Regarding predators and parasitoids, the family Anthicidae, the order Araneae, Calosoma spp., Chrysoperla spp., Nabis spp., Orius spp., Solenopis spp., Bracon spp., E. formosa, and Aphidius spp. were most affected by the treatments. Several studies have identified the injurious effects of insecticides on predators and parasitoids (Gonring et al. 1999, Reis and Sousa 2001, Haseeb et al. 2005, Torres et al. 2007, Rezac et al. 2010).

Apart from the toxicity, some arthropods have resilience against disturbed environments.

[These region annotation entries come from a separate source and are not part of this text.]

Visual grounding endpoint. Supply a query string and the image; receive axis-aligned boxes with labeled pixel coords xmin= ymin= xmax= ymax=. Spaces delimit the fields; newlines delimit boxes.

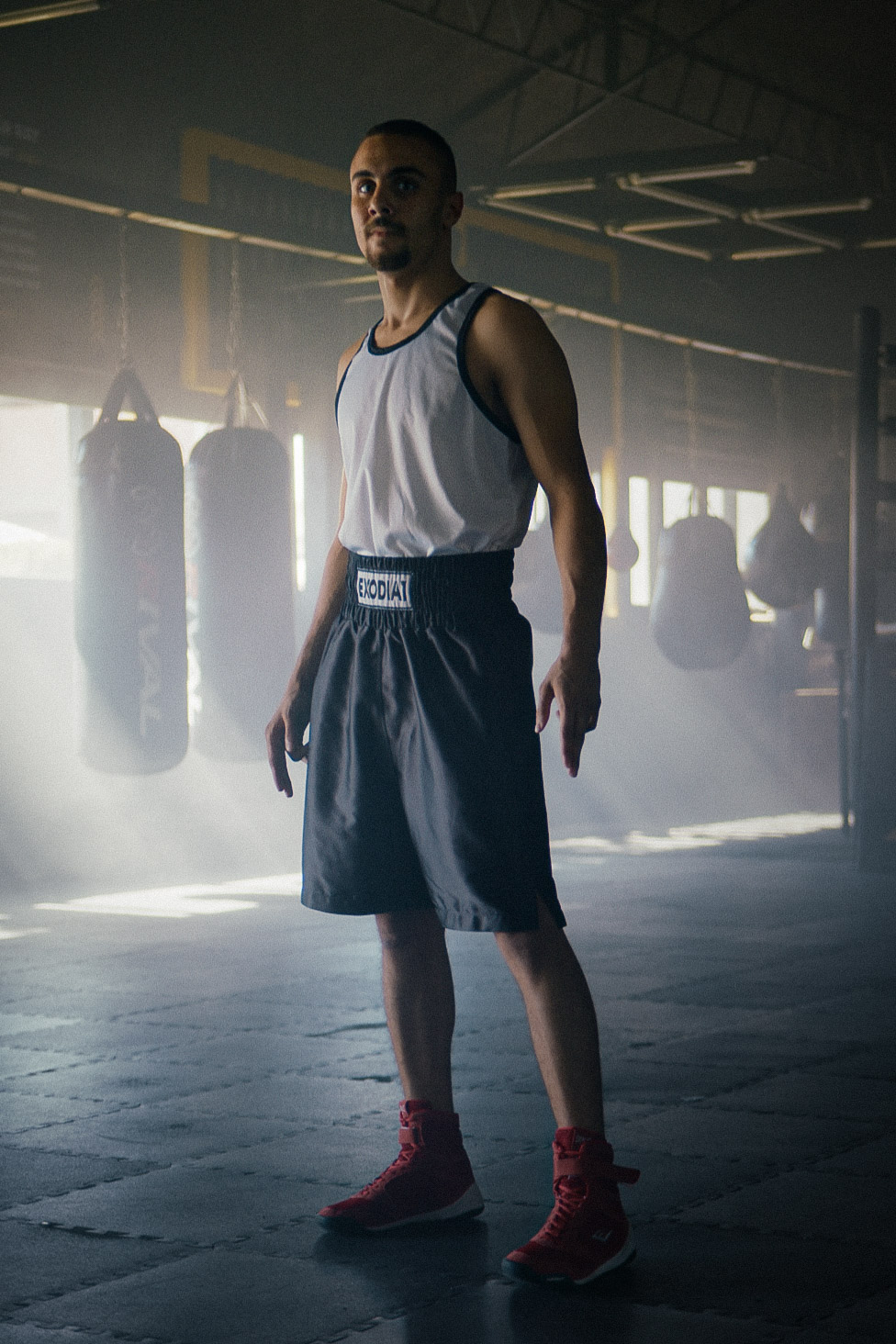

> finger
xmin=266 ymin=715 xmax=293 ymax=799
xmin=534 ymin=678 xmax=554 ymax=733
xmin=560 ymin=723 xmax=585 ymax=779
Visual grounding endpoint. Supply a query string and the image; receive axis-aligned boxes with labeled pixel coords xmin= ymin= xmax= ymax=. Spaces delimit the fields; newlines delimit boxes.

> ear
xmin=442 ymin=191 xmax=464 ymax=229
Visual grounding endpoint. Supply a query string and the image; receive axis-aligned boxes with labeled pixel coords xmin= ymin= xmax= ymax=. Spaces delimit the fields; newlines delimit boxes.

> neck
xmin=377 ymin=261 xmax=465 ymax=336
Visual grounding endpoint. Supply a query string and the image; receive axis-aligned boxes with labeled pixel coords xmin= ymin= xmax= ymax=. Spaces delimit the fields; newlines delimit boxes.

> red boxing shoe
xmin=501 ymin=1129 xmax=641 ymax=1285
xmin=317 ymin=1101 xmax=485 ymax=1232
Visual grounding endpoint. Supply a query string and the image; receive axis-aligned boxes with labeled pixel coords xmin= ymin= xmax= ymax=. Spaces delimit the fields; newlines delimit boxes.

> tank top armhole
xmin=459 ymin=286 xmax=522 ymax=443
xmin=333 ymin=332 xmax=369 ymax=423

Resilience may be associated with the physiological or ecological selectivity of the insecticides employed in the treatments. Therefore, ecological interactions may have also contributed to the observed results. Intraspecific and interspecific competition among arthropods has adverse effects on both individuals involved in the interaction, including decreased fertility, longevity, size, and weight (Schoonhoven et al. 2005).

In conclusion, overall, insecticides affect the common taxa and also the taxa that survive in low density. In addition, methamidophos and chlorphenapyr affect negatively the diversity, relative abundance and richness of arthorpods community.